- Born: Margaret Jane Williams December 25, 1919 Vicksburg, Mississippi, U.S.
- Died: November 20, 2009 (aged 89) Decatur, Georgia, U.S.
- Occupation: English literature academic
- Spouse: John H. Pepperdene ​ ​(m. 1941; div. 1948)​
- Awards: Guggenheim Fellowship (1962)

Academic background
- Alma mater: Louisiana State University; University of Oregon; Vanderbilt University; ;
- Thesis: Irish Christianity and Beowulf: basis for a new interpretation of the Christian elements (1953)

Academic work
- Institutions: Miami University; Agnes Scott College; ;

= Margaret W. Pepperdene =

American academic (1919-2009)

Margaret Jane Williams Pepperdene ( Williams; December 25, 1919 – November 20, 2009) was an American academic of English literature. A 1962 Guggenheim Fellow, she was the inaugural Ellen Douglass Leyburn Professor of English at Agnes Scott College and later taught English at The Paideia School.
==Biography==
Pepperdene was born on December 25, 1919 in Vicksburg, Mississippi. She was the only child of Jane ( Stocks) and Le Blanc Williams. After spending a year at the Gulf Park College for Women (1937-1948), she obtained her Bachelor of Science degree from Louisiana State University in 1941. On June 6, 1941, she married John H. Pepperdene, an Illinois Central Railroad worker; they remained married until their divorce in 1948. She was part of the WAVES during World War II.

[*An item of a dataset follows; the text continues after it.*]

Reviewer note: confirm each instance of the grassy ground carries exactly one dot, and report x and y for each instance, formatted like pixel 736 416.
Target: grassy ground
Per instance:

From 1946 to 1947, Pepperdene worked at the University of Oregon as an English instructor while also taking summer classes. In addition to a year as a Fulbright Fellow at Queen's University Belfast (1950-1951), she did graduate studies at Vanderbilt University, where she worked as a teaching fellow (1948-1950) and assistant instructor (1951-1952) and obtained her Master of Arts and Doctor of Philosophy degrees in 1948 and 1953, respectively. Her doctoral dissertation was titled Irish Christianity and Beowulf: basis for a new interpretation of the Christian elements. She was an American Association of University Women Martha Catching Enochs Fellow at the Dublin Institute for Advanced Studies (1954-1955).

After working as an instructor (1952-1954) and assistant professor (1954-1956) at Miami University, Pepperdene moved to Agnes Scott College as an assistant professor of English in 1956. She was the inaugural Ellen Douglass Leyburn Professor of English, being promoted to the position in the late 1960s. She was also chair of the English department, as well as the Writers' Festival director. Following her 1985 retirement from Agnes Scott, The Paideia School hired her to teach English to upper-class students, and she spent 22 years there until her retirement in 2008.

In 1956, Pepperdene was awarded a Guggenheim Fellowship to research Christianity in Beowulf. She was editor of That Subtile Wreath, a 1974 volume of lectures for John Donne's 400th birthday as part of Agnes Scott's James Ross McCain Lecture Series. She won the 1987 Georgia Humanities Council Governor's Award. In 2006, Agnes Scott awarded her an honorary doctor of humane letters.

Pepperdene was reportedly close to alumni from Agnes Scott and Paideia even after they graduated, as well as poets James Dickey, Robert Frost, and Eudora Welty. Her hobbies included crossword puzzles from The New York Times, raising pedigreed poodles, and watching football games and films.

Pepperdene died from lung cancer on November 20, 2009 at her home in Decatur, Georgia. She was 89.